Константин Семенович не ошибся. Девочки действительно играли в столовую и очень веселились. Виолетта Макарова взяла на себя роль обедающей, а Фаина Селезнева официантки.
– Это не столовая, а какая-то тошниловка! – возмущалась Виолетта, бегая по залу. – Я всё зубья здесь поломала! Где жалобная книга! Кто у вас повар? На мыло таких поваров!
Фаина, тараща испуганно глаза, еле поспевала за ней. В руках она держала битую тарелку, на которой лежал кусок хлеба. Хлеб часто падал. Фаина поднимала его, наспех вытирала о юбку и снова клала на тарелку.
– Не беспокойтесь, пожалуйста. Всё в порядке! Всё хорошо! Попробуйте вот это блюдо, – угодливо твердила она. – Самый первый сорт… Аля-пуаля… Дюшес поджаристый!
– Что? Не желаю! Жалобную книгу! И живот болит… И челюсти свело!..
На подоконнике сидели зрители и от всей души смеялись. Особенно громко и заразительно хохотала Поля. От смеха она свалилась с подоконника и, присев на корточки, стонала:
– Ой, лишеньки… ой, умру! Ты поплюй, поплюй еще! – подсказывала она, когда Фаина вытирала подолом упавший хлеб, и снова хохотала, захлебываясь и повизгивая.
Виолетту поощрял успех. В голосе ее вдруг появились новые интонации. Не переставая возмущаться и по-прежнему выкрикивать короткие фразы, она изменила походку, жесты, и сразу стало видно, что изображает она теперь сердитую мамашу.
– Это что за мода! Кто вам разрешил эксплуатировать младенцев? Ребеночкам нужно еще соску сосать, а вы их уборщиками сделали? Я не позволю! Фи, как тут пахнет! Сколько тут всякой грязи! Прекратить это безобразие! Где мой ребеночек? Что вы с ним сделали?.. Я не какая-нибудь! Я жена главного начальника… Я… Я… – Дальше у «Леонтьевой-мамаши» не хватило слов, и она остановилась.
Фаина растерялась. Неготовая к резкой перемене роли, девочка не знала, кого она должна сейчас изображать, и сначала вместе со всеми захлопала в ладоши, но быстро нашлась.
– Мамаша, не волнуйтесь! – вдруг заговорила она низким успокоительным голосом хорошо известной всем учительницы и медленно «поплыла» к Виолетте. – Ваш ребеночек абсолютно цел и невредим. Абсолютно!.. У него даже усы растут. Нельзя же так!
Поля всплеснула руками, взвизгнула и закатилась теперь уже беззвучным смехом.
Константин Семенович, стоявший в дверях, сделал знак летчику и, не желая мешать девочкам, тихо направился к вестибюлю.

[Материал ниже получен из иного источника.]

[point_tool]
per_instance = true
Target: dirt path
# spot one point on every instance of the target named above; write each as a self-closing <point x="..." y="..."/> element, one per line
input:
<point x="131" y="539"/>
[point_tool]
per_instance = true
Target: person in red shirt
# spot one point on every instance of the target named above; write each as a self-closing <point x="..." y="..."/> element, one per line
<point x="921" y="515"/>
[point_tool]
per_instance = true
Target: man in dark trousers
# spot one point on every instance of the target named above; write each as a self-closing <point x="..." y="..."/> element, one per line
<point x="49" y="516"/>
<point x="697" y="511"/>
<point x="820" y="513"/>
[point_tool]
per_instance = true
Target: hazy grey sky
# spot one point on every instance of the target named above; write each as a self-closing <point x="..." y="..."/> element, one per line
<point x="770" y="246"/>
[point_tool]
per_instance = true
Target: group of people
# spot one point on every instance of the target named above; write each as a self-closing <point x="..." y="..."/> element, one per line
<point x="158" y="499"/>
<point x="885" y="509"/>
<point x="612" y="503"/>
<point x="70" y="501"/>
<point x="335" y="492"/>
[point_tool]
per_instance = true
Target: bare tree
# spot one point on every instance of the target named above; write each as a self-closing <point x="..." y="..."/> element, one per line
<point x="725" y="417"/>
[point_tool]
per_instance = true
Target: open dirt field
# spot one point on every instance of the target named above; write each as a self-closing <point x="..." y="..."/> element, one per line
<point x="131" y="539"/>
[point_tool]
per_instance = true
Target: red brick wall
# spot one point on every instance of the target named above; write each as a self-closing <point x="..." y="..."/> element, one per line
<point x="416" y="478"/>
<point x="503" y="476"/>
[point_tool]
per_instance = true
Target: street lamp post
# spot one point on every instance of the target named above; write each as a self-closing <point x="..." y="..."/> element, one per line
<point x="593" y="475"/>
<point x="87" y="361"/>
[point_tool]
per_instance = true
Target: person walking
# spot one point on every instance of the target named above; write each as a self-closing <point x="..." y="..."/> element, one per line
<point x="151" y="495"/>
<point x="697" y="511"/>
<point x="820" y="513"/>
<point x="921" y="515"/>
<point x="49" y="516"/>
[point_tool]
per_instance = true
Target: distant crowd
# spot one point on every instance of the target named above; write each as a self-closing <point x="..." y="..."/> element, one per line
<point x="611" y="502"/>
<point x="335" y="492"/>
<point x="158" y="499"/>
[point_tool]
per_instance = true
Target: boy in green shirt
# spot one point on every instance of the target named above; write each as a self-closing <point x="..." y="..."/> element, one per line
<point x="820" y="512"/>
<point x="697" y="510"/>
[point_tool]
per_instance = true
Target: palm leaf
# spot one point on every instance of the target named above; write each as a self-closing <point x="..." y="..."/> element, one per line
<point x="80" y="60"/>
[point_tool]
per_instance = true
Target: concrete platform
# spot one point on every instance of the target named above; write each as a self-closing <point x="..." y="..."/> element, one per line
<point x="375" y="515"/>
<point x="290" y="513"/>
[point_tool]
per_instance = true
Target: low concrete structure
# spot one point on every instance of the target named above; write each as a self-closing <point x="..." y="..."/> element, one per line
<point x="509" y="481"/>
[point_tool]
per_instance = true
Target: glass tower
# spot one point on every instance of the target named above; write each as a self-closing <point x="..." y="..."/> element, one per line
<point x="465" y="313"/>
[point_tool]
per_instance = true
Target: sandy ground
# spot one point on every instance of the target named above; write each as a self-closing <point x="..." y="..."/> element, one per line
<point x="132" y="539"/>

– Вот разошлись-то! – сказал Михаил Петрович.
– Да. Настроение сильно приподнятое. Дурачатся… – с улыбкой произнес Константин Семенович. – Как телята на лугу…
– Кого-то передразнивают?
– Наверно, кого-нибудь из учителей. Заметили, какая у нее стала походка, жесты, и все узнали… Способная девочка.
– А вы считаете это н-нормальным, Константин Семенович? – осторожно спросил летчик.
– Такой смех? Ну, конечно. Смех – это здоровье… Лучше всяких витаминов.
– Нет, я имею в виду д-другое… Повод для смеха! Они высмеивают учительницу…
Константин Семенович насторожился. Они вышли в пустой вестибюль и остановились.
– Ну так что? – спросил он.
– М-многие считают, что такое н-неуважительное отношение к старшим… – летчик замялся, подбирая нужное определение. – Нехорошо и… как бы сказать… роняет достоинство человека?
– И что же я должен был сделать по-вашему?
– Н-не знаю.
– Войти к ним и с возмущением прекратить недозволенное веселье? – спросил он. – Прочитать нотацию. А может быть, и наказать виновниц?
– Ну, зачем же…
– А как бы вы поступили на моем месте?
– Я? М-мне трудно представить себя на в-вашем месте. Ведь я не педагог.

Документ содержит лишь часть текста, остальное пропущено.